In the exercise related to sodium carbonate production, plotting the graph of natural logarithm of Kp against the inverse of temperature (in Kelvin) allows us to calculate the slope, which is crucial for determining the enthalpy change of the reaction. This graph is known as a van't Hoff plot, and the linear relationship helps us ascertain whether the reaction is endothermic or exothermic.

Phase Equilibria

Phase equilibria involve the study of the equilibrium which exists between different physical states of matter—such as solid, liquid, and gas—at a certain temperature and pressure. The phase equilibria for the reaction of sodium hydrogen carbonate include the solid phase (sodium hydrogen carbonate and sodium carbonate) and the gaseous phase (carbon dioxide and water vapor).

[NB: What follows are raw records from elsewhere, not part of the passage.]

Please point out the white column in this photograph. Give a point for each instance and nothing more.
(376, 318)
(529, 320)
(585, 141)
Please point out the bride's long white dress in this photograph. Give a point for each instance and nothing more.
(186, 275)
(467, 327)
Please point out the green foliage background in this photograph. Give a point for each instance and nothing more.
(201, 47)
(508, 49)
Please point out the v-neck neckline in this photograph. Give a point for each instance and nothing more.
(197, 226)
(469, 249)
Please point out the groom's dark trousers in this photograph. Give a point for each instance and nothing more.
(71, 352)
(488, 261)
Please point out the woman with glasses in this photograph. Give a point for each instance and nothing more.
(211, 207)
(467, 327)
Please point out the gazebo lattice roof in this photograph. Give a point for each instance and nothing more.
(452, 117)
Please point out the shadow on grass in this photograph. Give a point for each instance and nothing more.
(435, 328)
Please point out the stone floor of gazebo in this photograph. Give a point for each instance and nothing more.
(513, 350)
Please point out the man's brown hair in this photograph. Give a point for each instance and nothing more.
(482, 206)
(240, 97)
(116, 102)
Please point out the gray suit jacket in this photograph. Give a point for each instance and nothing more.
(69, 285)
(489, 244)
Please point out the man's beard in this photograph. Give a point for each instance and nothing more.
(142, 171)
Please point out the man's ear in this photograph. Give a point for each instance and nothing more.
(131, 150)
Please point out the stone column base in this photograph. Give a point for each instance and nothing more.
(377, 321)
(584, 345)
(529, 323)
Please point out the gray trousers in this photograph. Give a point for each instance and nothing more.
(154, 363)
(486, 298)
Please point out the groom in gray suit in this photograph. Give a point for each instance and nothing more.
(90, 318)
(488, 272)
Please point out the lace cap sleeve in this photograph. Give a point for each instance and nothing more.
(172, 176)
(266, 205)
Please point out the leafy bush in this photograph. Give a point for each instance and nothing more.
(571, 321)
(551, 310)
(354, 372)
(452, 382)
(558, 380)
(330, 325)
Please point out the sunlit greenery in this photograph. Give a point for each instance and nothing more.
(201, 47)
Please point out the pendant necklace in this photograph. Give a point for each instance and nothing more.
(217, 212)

The goal in part (b) of the exercise is to determine the temperature at which the total gas pressure of carbon dioxide and water vapor is 2.00 atmospheres—a classic phase equilibria problem. Using the calculated enthalpy change (\( \Delta H^\circ \)) and understanding how it relates to the equilibrium constant and temperature allows us to make this determination. By manipulating the conditions such as temperature, one can shift the equilibrium to favor the desired phase, in this case, producing more gas to achieve the required total pressure.